Fleisher's withdrawal from the concert stage came as he was on the brink of a tour of the Soviet Union with George Szell and the Cleveland Orchestra. "I had just finished a performance of Mozart's K. 503," he recalls (that's the 25th Piano Concerto in C, and their recording of it is still on the market), "and we decided I simply could not do it." His first reaction was a depression that lasted several years. "Then," he says, "I managed to pick myself up. One thing that contributed to my recovery was friend and fellow pianist Dina Koston's idea of starting the Theater Chamber Players. She came to me and discussed the idea, wanted to know whether it seemed feasible and I might become the artistic director. She invited me -- practically forced me -- into a conducting role. After my first year with the Players, having gotten my feet wet as a conductor, I was ready to take over the directorship of the Annapolis Symphony."

Fleisher was familiar with orchestral music before becoming a conductor. "I used to play a lot of the orchestral repertoire in four-hand piano arrangements," he recalls, "and sometimes I would play the orchestral parts of concertos in piano reduction for friends who were practicing the solo part." One such friend was Graffman, who won the Leventritt Competition in 1949 playing the Brahms D-minor concerto while Fleisher played the orchestral part on a second piano. In his autobiography, Graffman calls his friend "the Fleisher Philharmonic" and recalls that some of the judges wanted to give Fleisher a prize, although he was not competing. He won a comparable prize -- the Queen Elisabeth Competition in Brussels -- three years later.

While he was still a student of Artur Schnabel, Fleisher also became a protege' of Pierre Monteux, who publicly called him "the pianistic find of the century" and began engaging him as a concerto soloist in New York and San Francisco when he was 14 years old. He used to spend summers in Maine, where Monteux ran a school for conductors, and there he learned the technique, although Monteux would not allow him to conduct the student orchestra.

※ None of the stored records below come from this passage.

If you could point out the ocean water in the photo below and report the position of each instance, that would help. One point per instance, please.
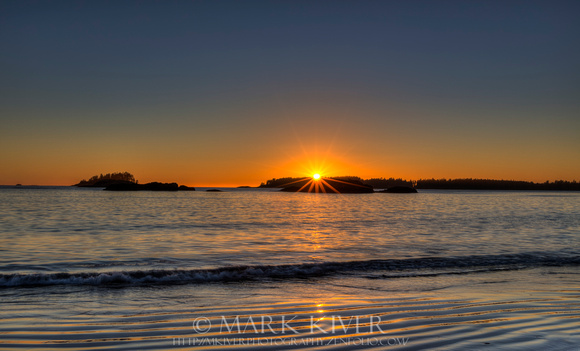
(85, 268)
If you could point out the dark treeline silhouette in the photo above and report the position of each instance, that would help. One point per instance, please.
(492, 184)
(107, 179)
(459, 184)
(382, 183)
(282, 182)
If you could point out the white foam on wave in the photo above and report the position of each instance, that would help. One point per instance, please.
(394, 268)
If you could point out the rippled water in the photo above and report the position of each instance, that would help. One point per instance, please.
(458, 270)
(69, 229)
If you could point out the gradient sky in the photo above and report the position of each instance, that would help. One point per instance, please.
(238, 92)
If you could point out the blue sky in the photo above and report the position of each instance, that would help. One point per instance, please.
(228, 92)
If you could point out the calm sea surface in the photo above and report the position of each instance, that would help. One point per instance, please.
(76, 246)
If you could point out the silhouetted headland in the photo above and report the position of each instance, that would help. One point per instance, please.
(447, 184)
(154, 186)
(104, 180)
(125, 181)
(334, 185)
(399, 190)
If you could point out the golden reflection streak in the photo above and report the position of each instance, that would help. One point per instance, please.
(340, 181)
(330, 186)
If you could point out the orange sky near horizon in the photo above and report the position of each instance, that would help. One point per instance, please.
(234, 93)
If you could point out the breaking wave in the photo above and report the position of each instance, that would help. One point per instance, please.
(372, 269)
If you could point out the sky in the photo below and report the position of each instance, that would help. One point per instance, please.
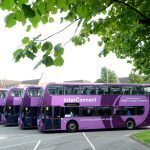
(80, 63)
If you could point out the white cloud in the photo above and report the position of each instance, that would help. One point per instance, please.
(80, 62)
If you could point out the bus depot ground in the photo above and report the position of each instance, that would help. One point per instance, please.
(12, 138)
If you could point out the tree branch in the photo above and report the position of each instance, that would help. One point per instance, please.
(132, 9)
(59, 31)
(73, 34)
(111, 2)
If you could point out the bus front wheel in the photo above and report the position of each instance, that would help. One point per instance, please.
(130, 124)
(72, 126)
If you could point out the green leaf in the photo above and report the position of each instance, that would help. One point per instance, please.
(47, 46)
(20, 2)
(50, 5)
(61, 3)
(41, 8)
(18, 54)
(28, 11)
(29, 54)
(44, 19)
(35, 20)
(25, 40)
(28, 28)
(57, 47)
(100, 43)
(59, 61)
(59, 52)
(34, 49)
(47, 61)
(51, 19)
(37, 65)
(10, 20)
(7, 4)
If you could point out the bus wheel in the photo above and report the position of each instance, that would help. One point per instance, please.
(72, 126)
(130, 124)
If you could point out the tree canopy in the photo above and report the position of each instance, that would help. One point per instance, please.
(107, 76)
(135, 78)
(123, 27)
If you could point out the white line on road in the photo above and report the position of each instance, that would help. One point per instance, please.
(88, 141)
(1, 138)
(20, 137)
(38, 143)
(17, 144)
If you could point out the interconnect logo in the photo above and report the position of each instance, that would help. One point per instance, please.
(79, 100)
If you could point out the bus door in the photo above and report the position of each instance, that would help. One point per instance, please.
(34, 116)
(11, 118)
(27, 117)
(47, 117)
(56, 119)
(52, 118)
(1, 113)
(116, 117)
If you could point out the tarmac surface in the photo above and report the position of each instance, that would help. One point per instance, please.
(12, 138)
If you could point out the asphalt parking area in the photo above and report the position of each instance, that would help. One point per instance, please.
(12, 138)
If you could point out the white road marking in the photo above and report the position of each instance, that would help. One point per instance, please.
(88, 141)
(38, 143)
(20, 137)
(4, 137)
(131, 133)
(17, 144)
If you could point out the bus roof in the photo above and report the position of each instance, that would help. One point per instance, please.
(102, 84)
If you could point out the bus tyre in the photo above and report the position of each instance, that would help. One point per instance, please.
(130, 124)
(72, 126)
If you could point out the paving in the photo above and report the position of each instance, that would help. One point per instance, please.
(12, 138)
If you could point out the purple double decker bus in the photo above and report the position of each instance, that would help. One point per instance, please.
(3, 93)
(74, 106)
(12, 106)
(30, 107)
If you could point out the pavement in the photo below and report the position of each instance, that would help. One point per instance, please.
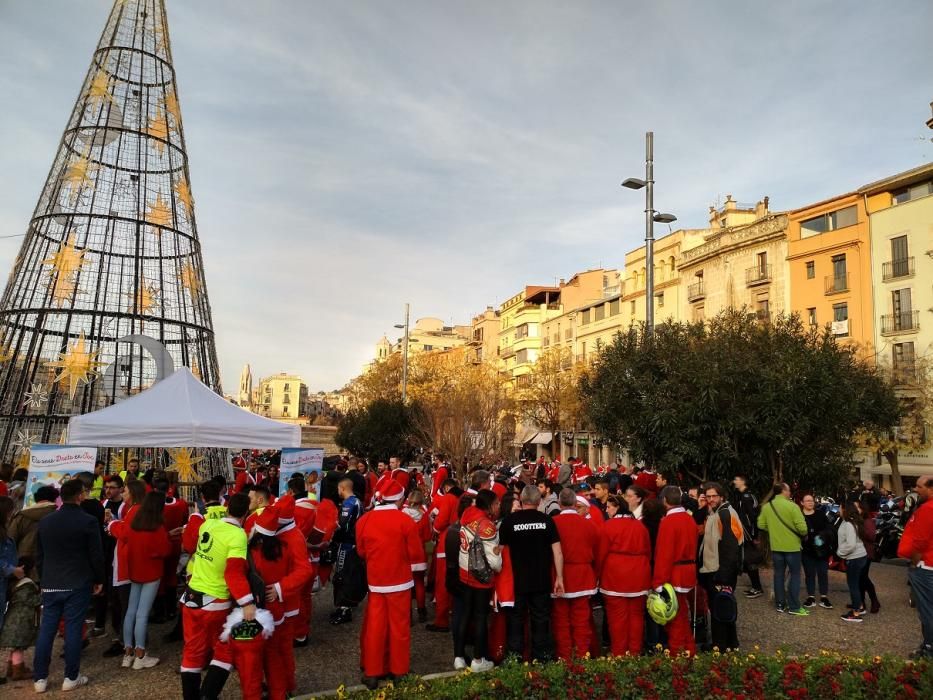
(332, 657)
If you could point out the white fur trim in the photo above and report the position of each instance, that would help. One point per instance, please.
(263, 617)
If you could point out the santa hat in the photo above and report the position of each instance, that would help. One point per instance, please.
(267, 522)
(286, 509)
(263, 617)
(390, 492)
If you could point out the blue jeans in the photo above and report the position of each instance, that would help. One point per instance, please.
(71, 605)
(136, 617)
(816, 570)
(782, 561)
(854, 569)
(921, 583)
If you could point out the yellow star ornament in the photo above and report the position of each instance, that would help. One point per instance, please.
(184, 462)
(76, 365)
(68, 259)
(159, 214)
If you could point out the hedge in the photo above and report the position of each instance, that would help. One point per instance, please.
(732, 675)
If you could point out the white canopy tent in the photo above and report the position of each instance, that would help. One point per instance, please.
(180, 411)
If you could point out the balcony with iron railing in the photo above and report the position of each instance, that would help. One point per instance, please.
(696, 291)
(897, 269)
(760, 274)
(903, 322)
(836, 284)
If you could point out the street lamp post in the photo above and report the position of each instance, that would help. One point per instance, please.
(651, 216)
(405, 357)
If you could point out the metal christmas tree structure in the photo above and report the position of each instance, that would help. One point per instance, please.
(107, 294)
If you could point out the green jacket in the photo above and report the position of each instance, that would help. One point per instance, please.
(782, 538)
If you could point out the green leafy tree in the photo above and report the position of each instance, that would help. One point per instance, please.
(775, 401)
(381, 429)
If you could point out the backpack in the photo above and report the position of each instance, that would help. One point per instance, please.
(477, 564)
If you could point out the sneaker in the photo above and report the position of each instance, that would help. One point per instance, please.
(72, 684)
(481, 665)
(145, 662)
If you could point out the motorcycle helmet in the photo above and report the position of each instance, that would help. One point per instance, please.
(662, 605)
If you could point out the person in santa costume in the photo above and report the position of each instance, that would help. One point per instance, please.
(443, 514)
(296, 553)
(387, 540)
(623, 564)
(254, 658)
(570, 610)
(675, 563)
(218, 583)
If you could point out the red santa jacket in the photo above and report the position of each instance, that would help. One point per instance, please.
(918, 535)
(387, 540)
(115, 528)
(437, 481)
(296, 553)
(578, 541)
(146, 551)
(675, 552)
(287, 574)
(623, 558)
(505, 582)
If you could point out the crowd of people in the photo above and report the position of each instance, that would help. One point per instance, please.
(538, 561)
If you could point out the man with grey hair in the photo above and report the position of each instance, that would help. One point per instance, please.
(534, 547)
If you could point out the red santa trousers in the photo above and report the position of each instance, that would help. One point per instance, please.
(246, 655)
(441, 594)
(385, 642)
(202, 630)
(626, 618)
(278, 660)
(572, 626)
(282, 642)
(418, 576)
(302, 621)
(679, 635)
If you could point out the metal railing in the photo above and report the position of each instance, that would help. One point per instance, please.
(900, 322)
(696, 291)
(760, 274)
(834, 284)
(896, 269)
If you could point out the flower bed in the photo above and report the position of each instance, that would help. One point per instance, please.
(731, 675)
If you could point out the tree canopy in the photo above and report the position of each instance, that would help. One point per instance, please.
(773, 401)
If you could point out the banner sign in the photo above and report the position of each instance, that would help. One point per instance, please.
(302, 460)
(53, 465)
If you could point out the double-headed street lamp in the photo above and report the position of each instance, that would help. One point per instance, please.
(404, 357)
(634, 183)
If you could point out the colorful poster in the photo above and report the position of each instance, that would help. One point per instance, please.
(53, 465)
(302, 460)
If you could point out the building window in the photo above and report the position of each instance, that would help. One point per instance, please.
(829, 222)
(913, 192)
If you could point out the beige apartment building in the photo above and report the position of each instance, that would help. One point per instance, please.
(740, 261)
(281, 396)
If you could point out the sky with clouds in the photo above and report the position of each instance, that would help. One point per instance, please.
(348, 157)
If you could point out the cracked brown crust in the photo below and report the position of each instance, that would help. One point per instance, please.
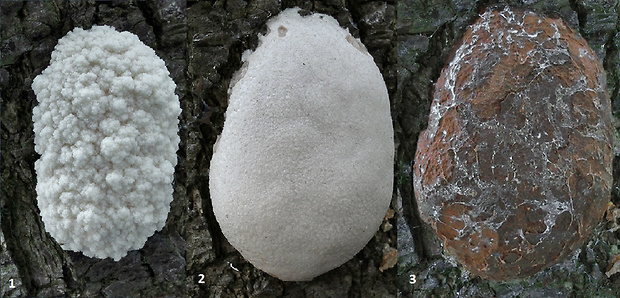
(514, 169)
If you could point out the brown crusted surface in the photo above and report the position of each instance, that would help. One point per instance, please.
(514, 169)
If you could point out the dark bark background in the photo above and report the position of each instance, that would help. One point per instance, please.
(427, 32)
(201, 43)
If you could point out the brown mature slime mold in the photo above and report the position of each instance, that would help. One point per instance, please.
(514, 169)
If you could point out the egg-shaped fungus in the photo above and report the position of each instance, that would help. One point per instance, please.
(106, 128)
(514, 169)
(301, 175)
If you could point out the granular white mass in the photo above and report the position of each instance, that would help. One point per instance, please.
(301, 176)
(106, 128)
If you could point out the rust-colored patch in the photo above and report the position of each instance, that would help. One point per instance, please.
(516, 173)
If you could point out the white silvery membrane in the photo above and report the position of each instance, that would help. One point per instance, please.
(301, 175)
(106, 128)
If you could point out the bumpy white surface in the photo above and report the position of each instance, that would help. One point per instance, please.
(106, 129)
(301, 176)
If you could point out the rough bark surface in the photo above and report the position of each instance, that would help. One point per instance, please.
(514, 170)
(201, 43)
(428, 32)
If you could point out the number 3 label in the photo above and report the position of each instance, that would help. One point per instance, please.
(412, 279)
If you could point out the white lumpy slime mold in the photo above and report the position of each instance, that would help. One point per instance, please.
(106, 128)
(301, 175)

"I would ask him, 'Can I conduct?' " Fleisher recalls, "and he would say, 'No. Once you get a stick in your hand, you will never let it go.' I think he was right. I don't want to give up conducting. No matter how negative my experience has been, it was a soil for further growth and I'm terribly grateful for that opportunity. Being a pianist is really a very solitary occupation, but compared to being a conductor, in a way, it is very luxurious. You can practice forever, try things this way and that at your own pace, go out for a glass of water and come back when you're ready. With an orchestra, economics and time limits come in; you have to diagnose a problem and come up with your prescription immediately."